In Hard Land gibt es ganz viele tolle und fantasievolle Kleinigkeiten und auch ein paar wirklich schöne Zitate (so wie in „Vom Ende der Einsamkeit“). Die meisten sind nicht neu, nun gut, das Buch soll ja auch eine Hommage an das sein, was wir schon kennen. Aber dadurch bleibt ein Nachgeschmack: Seine Literatur will so sehr gemocht werden, dass es auffällig ist. Die Kritiken, die ich bisher dazu gelesen haben, loben seine Zugänglichkeit und Emotionalität; Aspekte, die natürlich vor allem in unserer durch soziale Medien geprägten Gesellschaft wichtig sind und ziehen. Also: Viele schöne Bilder. Dafür aber: Wenig Tiefe. Weggewischt, die nächste Emotion bitte.
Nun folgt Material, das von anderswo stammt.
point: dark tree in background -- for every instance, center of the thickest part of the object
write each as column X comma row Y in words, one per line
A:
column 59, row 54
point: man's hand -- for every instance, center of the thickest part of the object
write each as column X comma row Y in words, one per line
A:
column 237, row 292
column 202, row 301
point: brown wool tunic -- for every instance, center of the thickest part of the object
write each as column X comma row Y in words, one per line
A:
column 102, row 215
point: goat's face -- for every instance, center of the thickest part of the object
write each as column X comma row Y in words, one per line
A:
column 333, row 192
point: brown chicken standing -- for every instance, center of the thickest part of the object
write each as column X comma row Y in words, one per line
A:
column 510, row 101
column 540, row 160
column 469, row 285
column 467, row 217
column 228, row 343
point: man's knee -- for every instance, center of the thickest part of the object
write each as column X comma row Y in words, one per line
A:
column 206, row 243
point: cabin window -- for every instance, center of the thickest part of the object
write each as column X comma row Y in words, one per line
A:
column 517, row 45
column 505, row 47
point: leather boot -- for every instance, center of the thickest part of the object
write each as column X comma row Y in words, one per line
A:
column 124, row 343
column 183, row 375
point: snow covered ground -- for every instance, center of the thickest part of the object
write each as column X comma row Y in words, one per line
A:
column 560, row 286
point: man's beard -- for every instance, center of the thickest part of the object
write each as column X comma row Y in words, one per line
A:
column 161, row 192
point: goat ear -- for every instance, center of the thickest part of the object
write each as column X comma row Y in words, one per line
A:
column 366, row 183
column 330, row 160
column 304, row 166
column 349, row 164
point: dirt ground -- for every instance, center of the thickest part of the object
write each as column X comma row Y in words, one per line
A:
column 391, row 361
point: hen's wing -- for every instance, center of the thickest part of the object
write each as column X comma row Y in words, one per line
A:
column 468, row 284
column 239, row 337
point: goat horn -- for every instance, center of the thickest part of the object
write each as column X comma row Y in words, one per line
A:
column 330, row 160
Die Figuren sind archetypisch und klischeehaft, es gibt kaum Ambivalenzen (Oder sie wird den Lesenden so sehr aufgequatscht, dass es komplett an der Idee vorbeigeht, denn ja, Ben, wir wissen, dass Sam einen inneren Konflikt hat, aber was genau steht dahinter?). Dafür reiht sich ein ziemlich dramatisches oder zumindest emotional aufregendes Ereignis an das andere, alle Motive, Ideen und Sehnsüchte der 80er Jahre wurden hineingepresst. Größter Scam ist wohl die Perspektive einer Person, die in den USA aufwächst. Die Beschreibung des Alltagslebens im mittleren Westen klingt doch sehr nach europäischer Perspektive – vielleicht, weil Wells selbst nie dort gelebt hat.
Die Sehnsucht danach scheint bei ihm jedoch tiefer zu liegen, denn eigentlich heißt er mit Nachnamen von Schirach, genau wie einige seiner Verwandten, die mehr oder weniger berühmte Schriftsteller sind. Yet another napo baby. Die Namensänderung hat er mit dem Erbe seines Nazi-Großvaters begründet, von dem er sich abgrenzen will und das ist eigentlich ganz schön. Wells hat er sich ausgesucht, weil er so großer John Irving Fan ist (Homer Wells ist die Hauptfigur aus Gottes Werk und Teufels Beitrag und das ist ein wirklich großartiger Roman), immerhin teilen die beiden den gleichen Verlag und damit dann auch dieselbe Etage in meinem Bücherregal.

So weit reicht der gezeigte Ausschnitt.